Antique garden ornaments have that history that guarantees a story. What are those stories? The Garnkirk company was founded opened for business in 1832, by Mark Sprot. He had purchased Garnkirk House in 1811; the Garnkirk Colliery and Brickfield was created nearby. The name was later changed to the Garnkirk Fireclay Company. Their fireclay, used to manufacture firebricks and firebrick products, quickly gained a reputation for very high quality and an exceptional light color. A business in brick, glazed water pipes and other architectural items expanded into beautiful objects for the garden. By 1833, it became apparent that the ornamental products they made for gardens were a growing and important part of the company. Garnkirk garden ornament was said to “exhibit pleasing forms and a soft mellow shade of color, harmonizing admirably the hue of foliage and turf”. This reference comes from the Horticulturist, in an article published in July of 1848. My source for this? A Sotheby’s auction catalogue from 1999.

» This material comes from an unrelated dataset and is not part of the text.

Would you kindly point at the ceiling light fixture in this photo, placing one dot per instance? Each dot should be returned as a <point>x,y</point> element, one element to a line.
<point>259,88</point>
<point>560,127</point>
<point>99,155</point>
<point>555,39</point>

The Garnkirk Fireclay Company was the largest of its kind in Britain. The seam bed of fireclay varied in thickness from four to nineteen feet, located some 150 feet below the surface. The clay was of a composition such that objects made from it had great strength and beauty. The same could be said for the clay found in Impruneta, Italy; entire local industries developed from the availability of beautiful and strong clay. Garnkirk products were shipped all over the world, including the US.
In 1869, their employees numbered close to three hundred. Some 200 tons of clay were used daily. By 1895, the fireclay pits were exhausted. The company continued production until 1901, when it closed. It is easy to see why this particular clay was so prized. It has a dense and smooth surface which reflects light beautifully. I am sure that density has much to do with the fact that these urns have relatively little damage, considering that they are 151 years old.
The urns have been colonized by moss, and have patches of black typical on garden ornament from this period. The engine powering the industrial revolution in the British Isles was coal. I have seen limestone pieces completely blackened from coal smog.
None of the research I have done on these urns has revealed who designed them. The petalled rim is quite beautiful and sculptural, and clearly derived from natural forms. The incised detail is crisp and dramatic. The proportions are handsome. Some very talented person designed these-would that I could know something about them.